Collecting evidence for or against the experiment hypotheses (for review, you can look over the study overview again)
Understanding participants' perceptions of the overall experience
Understanding participants' perceptions of the robot

You are not required to pursue all three of these goals, these are meant to serve as starting points and guidance for your analysis.
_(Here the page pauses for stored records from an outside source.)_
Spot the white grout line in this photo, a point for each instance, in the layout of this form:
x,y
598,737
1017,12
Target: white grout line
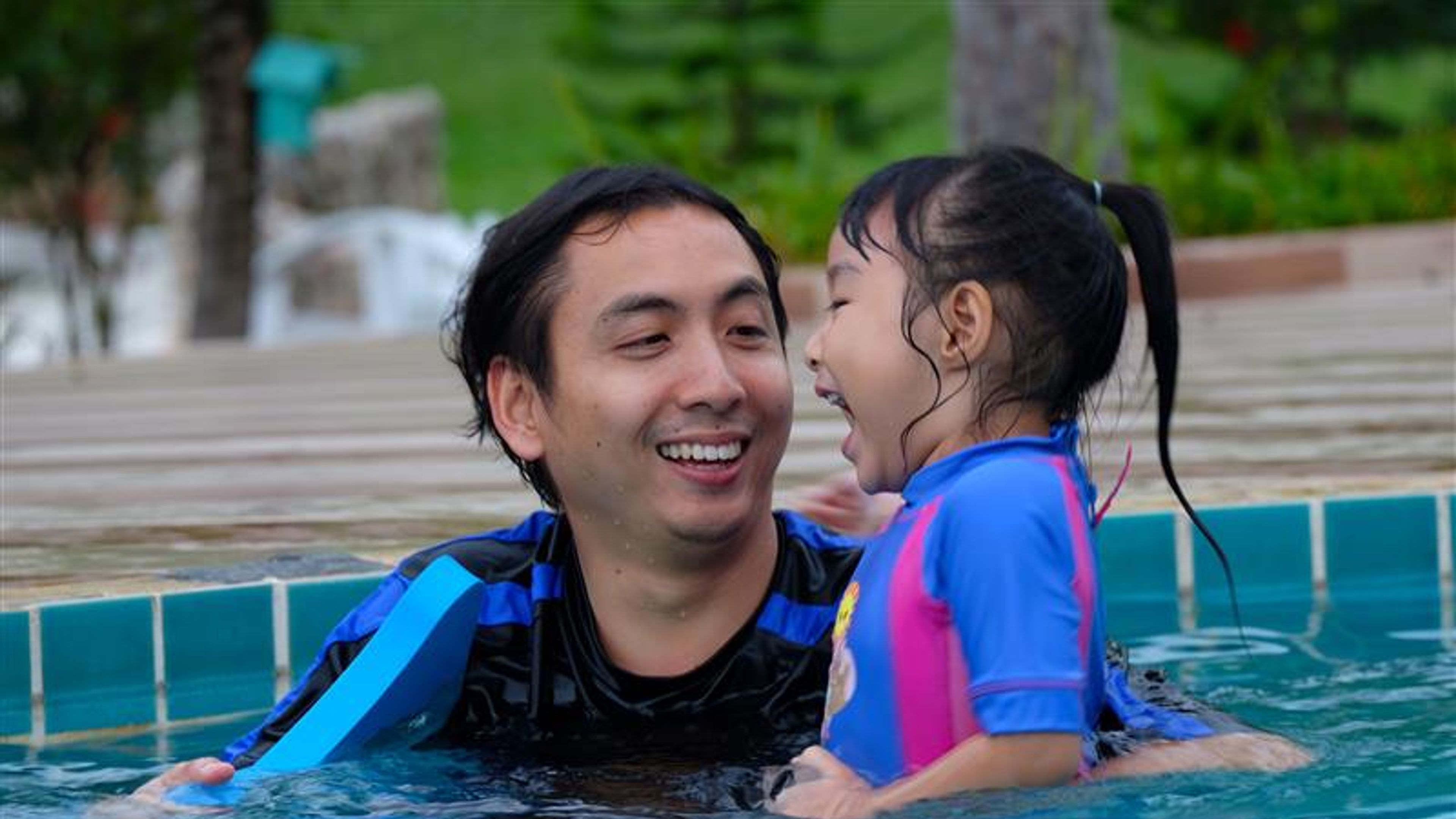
x,y
1318,551
283,677
37,681
1183,560
159,661
1443,568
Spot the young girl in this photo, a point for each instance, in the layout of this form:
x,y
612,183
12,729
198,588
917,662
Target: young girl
x,y
974,304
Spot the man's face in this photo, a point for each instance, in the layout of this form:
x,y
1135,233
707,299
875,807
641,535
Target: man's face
x,y
670,397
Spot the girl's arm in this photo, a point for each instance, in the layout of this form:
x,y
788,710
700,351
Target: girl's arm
x,y
982,763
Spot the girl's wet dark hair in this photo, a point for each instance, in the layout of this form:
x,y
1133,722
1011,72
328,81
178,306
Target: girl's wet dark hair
x,y
1030,231
507,305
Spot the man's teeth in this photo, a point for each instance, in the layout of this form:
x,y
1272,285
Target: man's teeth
x,y
705,452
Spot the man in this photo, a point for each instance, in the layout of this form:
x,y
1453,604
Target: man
x,y
622,340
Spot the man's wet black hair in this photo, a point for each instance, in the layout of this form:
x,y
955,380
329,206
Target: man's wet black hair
x,y
1030,231
507,305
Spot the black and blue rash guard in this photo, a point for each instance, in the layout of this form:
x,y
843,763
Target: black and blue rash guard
x,y
538,668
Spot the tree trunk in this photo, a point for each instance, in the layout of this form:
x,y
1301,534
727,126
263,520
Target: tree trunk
x,y
1040,75
231,33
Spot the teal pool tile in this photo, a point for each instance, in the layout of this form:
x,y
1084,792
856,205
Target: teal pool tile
x,y
1267,549
219,651
1451,521
15,674
315,607
1138,559
97,665
1270,557
1374,544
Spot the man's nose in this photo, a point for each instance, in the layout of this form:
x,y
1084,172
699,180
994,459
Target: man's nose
x,y
712,380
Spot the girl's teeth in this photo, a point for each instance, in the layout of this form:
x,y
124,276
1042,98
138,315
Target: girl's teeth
x,y
701,452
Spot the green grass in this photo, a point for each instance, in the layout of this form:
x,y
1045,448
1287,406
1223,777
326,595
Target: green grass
x,y
511,130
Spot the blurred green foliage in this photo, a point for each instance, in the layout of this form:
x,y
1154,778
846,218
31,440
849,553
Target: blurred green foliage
x,y
79,86
745,95
1247,116
79,82
1213,129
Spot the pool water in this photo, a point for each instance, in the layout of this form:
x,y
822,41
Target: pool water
x,y
1368,686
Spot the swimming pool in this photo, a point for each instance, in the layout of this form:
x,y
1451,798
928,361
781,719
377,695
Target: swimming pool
x,y
1352,651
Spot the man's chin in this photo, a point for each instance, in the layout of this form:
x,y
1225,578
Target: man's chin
x,y
719,525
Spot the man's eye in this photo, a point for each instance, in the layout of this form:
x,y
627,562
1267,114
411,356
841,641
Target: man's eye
x,y
750,331
647,342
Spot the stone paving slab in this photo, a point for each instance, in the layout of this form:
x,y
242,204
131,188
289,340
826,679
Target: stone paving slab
x,y
121,470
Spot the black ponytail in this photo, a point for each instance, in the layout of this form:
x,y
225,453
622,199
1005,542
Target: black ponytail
x,y
1147,228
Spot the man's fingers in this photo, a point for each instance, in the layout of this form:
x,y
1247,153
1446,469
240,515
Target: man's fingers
x,y
206,772
825,764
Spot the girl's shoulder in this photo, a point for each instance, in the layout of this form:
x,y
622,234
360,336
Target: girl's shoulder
x,y
1010,483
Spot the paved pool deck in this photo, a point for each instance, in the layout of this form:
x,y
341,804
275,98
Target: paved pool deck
x,y
120,473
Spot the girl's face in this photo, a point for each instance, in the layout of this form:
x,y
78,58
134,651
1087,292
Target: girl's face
x,y
867,369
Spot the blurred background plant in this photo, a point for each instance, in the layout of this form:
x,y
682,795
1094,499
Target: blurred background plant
x,y
81,86
1247,116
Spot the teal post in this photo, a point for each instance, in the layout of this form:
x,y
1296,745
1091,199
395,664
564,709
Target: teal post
x,y
290,78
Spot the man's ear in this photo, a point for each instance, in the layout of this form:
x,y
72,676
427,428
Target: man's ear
x,y
969,315
516,407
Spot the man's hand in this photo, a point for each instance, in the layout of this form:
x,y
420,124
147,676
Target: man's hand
x,y
206,772
823,789
838,503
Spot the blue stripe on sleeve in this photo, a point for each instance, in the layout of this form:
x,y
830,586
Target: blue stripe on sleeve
x,y
799,623
506,604
545,582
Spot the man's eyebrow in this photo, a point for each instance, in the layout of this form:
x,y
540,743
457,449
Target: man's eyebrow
x,y
634,304
746,288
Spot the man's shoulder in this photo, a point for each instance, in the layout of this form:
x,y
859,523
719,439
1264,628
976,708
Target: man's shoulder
x,y
816,563
497,556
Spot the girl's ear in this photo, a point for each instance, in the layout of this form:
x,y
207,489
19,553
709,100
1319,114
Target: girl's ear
x,y
518,409
969,317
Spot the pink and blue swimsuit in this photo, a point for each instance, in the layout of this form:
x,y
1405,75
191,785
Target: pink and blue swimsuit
x,y
974,613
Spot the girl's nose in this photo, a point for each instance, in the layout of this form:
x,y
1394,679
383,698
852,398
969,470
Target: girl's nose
x,y
814,350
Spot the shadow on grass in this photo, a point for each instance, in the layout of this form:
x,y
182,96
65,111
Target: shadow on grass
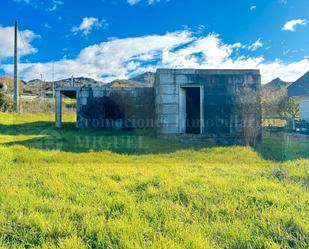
x,y
281,148
70,139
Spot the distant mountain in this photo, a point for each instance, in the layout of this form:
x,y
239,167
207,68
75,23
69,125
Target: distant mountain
x,y
79,81
144,80
38,87
277,84
7,84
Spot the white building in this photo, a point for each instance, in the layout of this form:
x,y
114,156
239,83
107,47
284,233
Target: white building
x,y
300,90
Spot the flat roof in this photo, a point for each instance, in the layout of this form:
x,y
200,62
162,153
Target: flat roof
x,y
207,71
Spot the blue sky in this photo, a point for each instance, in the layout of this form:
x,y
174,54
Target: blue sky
x,y
107,39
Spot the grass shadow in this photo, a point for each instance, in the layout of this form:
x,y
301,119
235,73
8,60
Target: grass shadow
x,y
44,136
71,139
281,148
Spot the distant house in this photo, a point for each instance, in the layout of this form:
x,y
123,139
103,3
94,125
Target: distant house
x,y
300,90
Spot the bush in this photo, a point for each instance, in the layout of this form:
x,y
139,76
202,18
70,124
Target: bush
x,y
6,103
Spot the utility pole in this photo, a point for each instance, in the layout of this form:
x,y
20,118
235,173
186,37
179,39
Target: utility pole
x,y
41,86
53,79
16,90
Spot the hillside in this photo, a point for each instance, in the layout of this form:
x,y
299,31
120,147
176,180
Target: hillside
x,y
38,87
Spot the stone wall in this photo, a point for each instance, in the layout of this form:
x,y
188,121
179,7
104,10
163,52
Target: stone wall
x,y
116,108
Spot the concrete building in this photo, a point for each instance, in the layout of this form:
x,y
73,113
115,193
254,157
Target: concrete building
x,y
222,105
300,90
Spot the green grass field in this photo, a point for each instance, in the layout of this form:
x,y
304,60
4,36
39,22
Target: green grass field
x,y
96,189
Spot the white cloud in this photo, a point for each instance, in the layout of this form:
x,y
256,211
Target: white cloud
x,y
24,43
133,2
55,5
291,25
22,1
88,24
256,45
122,58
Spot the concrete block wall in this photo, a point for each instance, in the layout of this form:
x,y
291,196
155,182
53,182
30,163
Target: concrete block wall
x,y
166,102
120,107
304,107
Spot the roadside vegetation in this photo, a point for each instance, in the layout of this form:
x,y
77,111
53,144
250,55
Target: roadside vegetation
x,y
97,189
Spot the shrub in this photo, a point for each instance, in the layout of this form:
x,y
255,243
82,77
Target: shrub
x,y
6,103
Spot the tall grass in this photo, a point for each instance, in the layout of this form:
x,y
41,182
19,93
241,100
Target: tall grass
x,y
162,194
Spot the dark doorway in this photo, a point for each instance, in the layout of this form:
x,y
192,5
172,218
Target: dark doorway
x,y
193,110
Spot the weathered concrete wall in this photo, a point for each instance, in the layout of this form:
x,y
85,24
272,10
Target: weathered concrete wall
x,y
304,107
231,101
117,108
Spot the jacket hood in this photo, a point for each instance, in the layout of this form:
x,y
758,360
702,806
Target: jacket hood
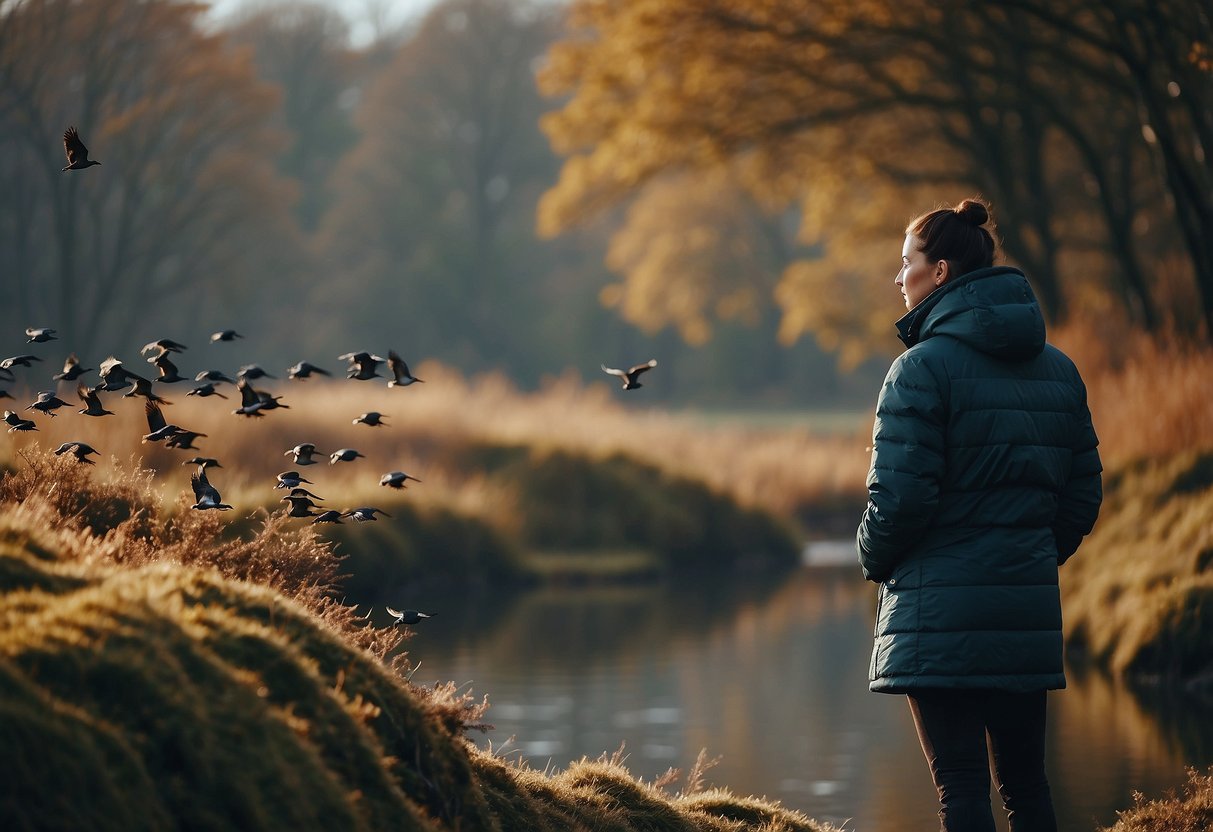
x,y
992,309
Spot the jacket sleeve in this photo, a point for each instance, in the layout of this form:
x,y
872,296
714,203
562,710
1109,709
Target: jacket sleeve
x,y
1083,491
909,457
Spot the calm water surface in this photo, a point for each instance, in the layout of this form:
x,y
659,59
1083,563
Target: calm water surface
x,y
772,678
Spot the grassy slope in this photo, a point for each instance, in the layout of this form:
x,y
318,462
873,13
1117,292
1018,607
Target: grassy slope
x,y
135,697
1139,593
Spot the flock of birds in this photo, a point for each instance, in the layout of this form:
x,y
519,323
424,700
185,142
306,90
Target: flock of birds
x,y
255,403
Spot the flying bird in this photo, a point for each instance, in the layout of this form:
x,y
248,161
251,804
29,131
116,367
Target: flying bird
x,y
214,376
291,479
303,452
305,370
631,377
92,405
345,455
206,389
362,365
396,479
161,347
251,372
113,375
402,377
78,449
365,513
141,386
301,506
16,422
168,369
205,495
18,360
72,369
75,150
40,335
46,403
254,402
409,616
157,425
203,462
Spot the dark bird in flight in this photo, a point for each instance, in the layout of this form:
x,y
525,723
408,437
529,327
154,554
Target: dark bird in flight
x,y
631,377
409,616
206,389
205,495
18,360
301,506
16,422
365,513
75,150
157,425
251,372
78,449
291,479
254,402
183,440
396,479
168,369
47,403
303,452
203,462
214,376
92,405
40,335
402,377
161,347
72,369
141,386
362,365
345,455
305,370
113,375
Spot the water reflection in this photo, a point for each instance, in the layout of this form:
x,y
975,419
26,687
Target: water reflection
x,y
770,677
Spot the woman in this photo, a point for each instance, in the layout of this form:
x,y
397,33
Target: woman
x,y
985,478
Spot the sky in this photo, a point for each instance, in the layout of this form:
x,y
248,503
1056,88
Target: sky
x,y
356,11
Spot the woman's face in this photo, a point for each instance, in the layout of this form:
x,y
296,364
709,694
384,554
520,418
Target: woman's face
x,y
917,278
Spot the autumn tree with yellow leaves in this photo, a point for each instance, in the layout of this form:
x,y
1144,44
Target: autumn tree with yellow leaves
x,y
1085,124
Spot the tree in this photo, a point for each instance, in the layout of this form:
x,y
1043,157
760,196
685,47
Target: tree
x,y
433,206
863,114
302,47
186,204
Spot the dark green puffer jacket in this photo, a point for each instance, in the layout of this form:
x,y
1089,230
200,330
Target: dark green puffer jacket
x,y
985,478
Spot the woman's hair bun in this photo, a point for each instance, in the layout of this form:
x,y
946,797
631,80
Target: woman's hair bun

Phase Two: Open and Axial Coding

Step 1: Each team member reads the first 6 transcripts (representing one pair of participants from each condition) and identifies initial themes and subthemes. Some example themes and subthemes could be:
- Example theme: overall opinion of the robot
  - Example subtheme: positive
  - Example subtheme: negative
  - Example subtheme: neutral
- Example theme: perspective on collaborating with the other human participant
  - Example subtheme: other participant was too dominant
  - Example subtheme: equal and enjoyable collaboration
  - Example subtheme: other participant was disengaged
Step 2: As a team, discuss and refine your themes iteratively. For the purposes of this lab, please select 2 themes to code, each of which can have 2-4 subthemes. Your group should review at least 12 transcripts (2 pairs of participants from each of the 3 conditions: positive-positive - PP, negative-negative - NN, positive-negative - PN) to refine your themes. Richards & Hemphill (2018) recommend reviewing around 30% of the data during this phase for a full-fledged thematic analysis.

Phase Three: Preliminary Codebook

Step 1: Create a preliminary codebook based on the discussion above (put your codebook in your Lab 7 Qualitative Data Analysis Worksheet).
Step 2: The team reviews the draft together. [Optional] You may invite an external researcher familiar with the study (but not part of the coding process) to review it as well.

Phase Four: Pilot Testing the Codebook

Step 1: All team members independently code the same 2–3 new transcripts using the codebook (e.g., in separate tabs of a Google spreadsheet).
Step 2: Discuss discrepancies and revise the codebook accordingly until your team is confident in it.

Phase Five: Final Coding and Inter-Coder Reliability

Step 1: Perform full coding on the dataset using either consensus coding or split coding. For HRI research, we typically use split coding. This means that all team members code an overlap set (typically consisting of ~10% of the data). After a sufficient inter-rater reliability is achieved on the overlap set (see Step 2), the team members split up the rest of the data, where only one team member codes each of the remaining transcripts.
Step 2: Calculate inter-coder reliability on the transcripts coded by all team members, using the appropriate metric below:

Choosing a Inter-Coder Reliability Metric:

2 coders, mutually exclusive themes: Use Cohen’s Kappa
2+ coders, mutually exclusive themes: Use Krippendorff’s Alpha or Fleiss’ Kappa
2 coders, non-mutually exclusive themes: Use Cohen’s Kappa per theme (binary coding)
2+ coders, non-mutually exclusive themes: Use Krippendorff’s Alpha (nominal)

You can download cohen_kappa.py, krippendorff_alpha.py, and fleiss_kappa.py from the Lab 7 GitHub repository. You may need to install dependencies via pip install scikit-learn statsmodels krippendorff.

Phase Six: Interpreting and Writing Results

This phase involves drawing conclusions based on your thematic analysis and writing up your results. Rather than prescribing how to write these sections, we recommend that you review good examples of thematic analyses from published HRI papers and emulate the best of what you see from them:

Carsenti et al. (2025) - Section VF "Qualitative: Semi-structured interviews"
Nanavati et al. (2023) - Section 6 "Interview Results"
Hu et al. (2025) - Section VB "Place-Attachment Experience"
Shen et al. (2025) - Section IV "Results"

Tips & Resources

Use color coding or margin notes while reviewing transcripts to help identify themes.
When building the codebook, be specific about the criteria for each theme.
Consider using a spreadsheet to compare coded transcripts side-by-side.
Python scripts to calculate inter-rater reliability will be provided.
Refer to the original article for examples and guidance: Richards & Hemphill (2018) .

Extra Challenge

Compare how themes shift across different experimental conditions by visualization.